Cet article a examiné la CSRD et le BEGES, mettant en lumière l'un des changements majeurs apportés par la CSRD : l’intégration des plans de transition dans la stratégie d’entreprise, soutenue par des plans de financement permettant sa concrétisation. Cette exigence nécessite une collaboration et une coordination à tous les niveaux de l'organisation, afin d'éviter le développement d'une stratégie climatique parallèle qui pourrait être incompatible avec les objectifs globaux de l'entreprise.
Un autre atout clé de la CSRD réside dans son approche de la double matérialité. Le plan de transition ne se limite plus à un simple outil de décarbonation opérationnelle, mais devient un véritable levier de transformation, intégrant à la fois l'atténuation des impacts environnementaux et l'adaptation aux enjeux sociaux et environnementaux.
Mais alors, quel avenir pour le plan de transition du BEGES avec l'introduction de la CSRD ? Le plan transition du BEGES demeure pertinent et complémentaire à la CSRD jusqu'à ce que cette dernière devienne obligatoire. La CSRD, en tant qu’exercice de transparence, n'oblige pas les entreprises à élaborer un plan de transition ; elle exige uniquement la publication de ce plan s'il a été mis en place. En revanche, le BEGES impose l'élaboration d'un tel plan. Cette obligation devrait favoriser une plus grande transparence des plans de transition en France dès l'entrée en vigueur de la CSRD.
Contrairement à d'autres pays où les entreprises n'étaient pas tenues de mettre en place de tels plans, les entreprises soumises au BEGES doivent déjà disposer d’un plan de transition, à condition qu'elles aient respecté cette obligation. Ce plan pourra ensuite être utilisé pour répondre aux exigences de la CSRD, en y ajoutant ses exigences supplémentaires. Toutefois, l'impact de cette transparence accrue reste limité par un taux élevé de non-conformité dans la publication des plans du BEGES.
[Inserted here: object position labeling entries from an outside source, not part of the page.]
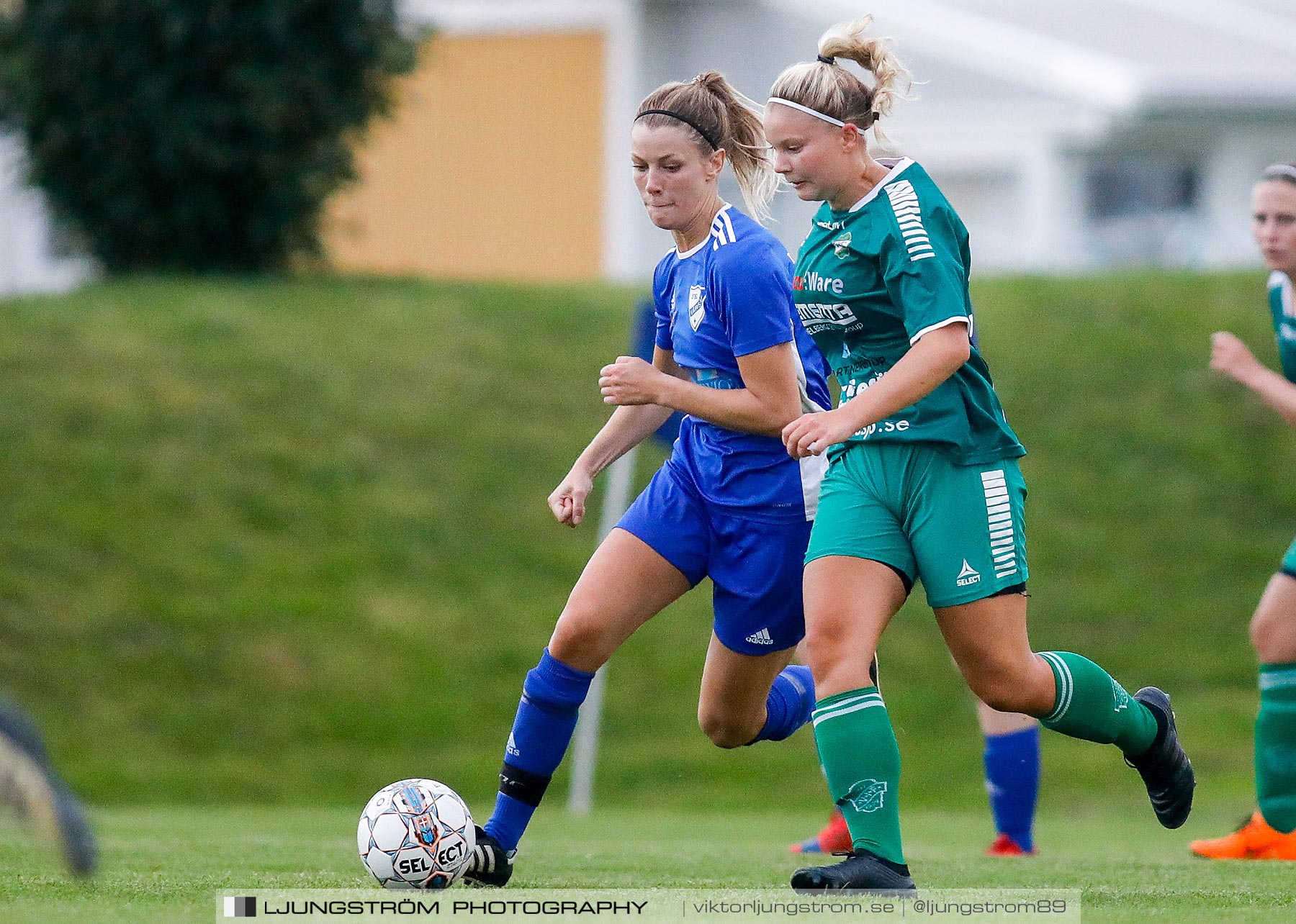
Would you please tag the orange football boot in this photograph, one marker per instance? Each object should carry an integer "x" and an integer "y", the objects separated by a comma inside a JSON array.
[
  {"x": 1254, "y": 840},
  {"x": 834, "y": 838},
  {"x": 1006, "y": 846}
]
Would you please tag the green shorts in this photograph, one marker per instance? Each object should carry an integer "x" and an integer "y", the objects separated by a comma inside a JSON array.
[
  {"x": 959, "y": 529},
  {"x": 1289, "y": 566}
]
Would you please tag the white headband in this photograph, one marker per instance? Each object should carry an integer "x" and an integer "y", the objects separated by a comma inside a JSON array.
[
  {"x": 1277, "y": 170},
  {"x": 808, "y": 110}
]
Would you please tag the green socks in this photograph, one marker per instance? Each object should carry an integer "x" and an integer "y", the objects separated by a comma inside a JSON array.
[
  {"x": 861, "y": 760},
  {"x": 1276, "y": 746},
  {"x": 1093, "y": 707}
]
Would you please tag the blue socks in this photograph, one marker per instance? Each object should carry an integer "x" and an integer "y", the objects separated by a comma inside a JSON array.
[
  {"x": 546, "y": 717},
  {"x": 788, "y": 705},
  {"x": 1012, "y": 781}
]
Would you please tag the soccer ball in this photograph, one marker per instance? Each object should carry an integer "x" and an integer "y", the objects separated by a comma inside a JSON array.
[{"x": 416, "y": 835}]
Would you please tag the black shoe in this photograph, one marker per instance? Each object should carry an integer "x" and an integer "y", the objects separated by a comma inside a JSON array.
[
  {"x": 861, "y": 870},
  {"x": 492, "y": 865},
  {"x": 35, "y": 794},
  {"x": 1164, "y": 767}
]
Nous évoluons dans un contexte de renforcement progressif de la réglementation des plans de transition. À l'avenir, la réalisation de ces plans va gagner en maturité, et ceux-ci devront être de plus en plus solides, formalisés, et alignés avec la stratégie globale des entreprises, tout en devenant obligatoires, y compris pour les petites structures.
Il est donc crucial que les entreprises priorisent l’élaboration de plans de transition ambitieux, robustes et de haute qualité. En répondant aux exigences réglementaires, elles seront non seulement en conformité, mais aussi mieux préparées à relever les défis sociaux et environnementaux, dont le changement climatique, qui demeure, en définitive, l'objectif fondamental de toutes ces initiatives réglementaires.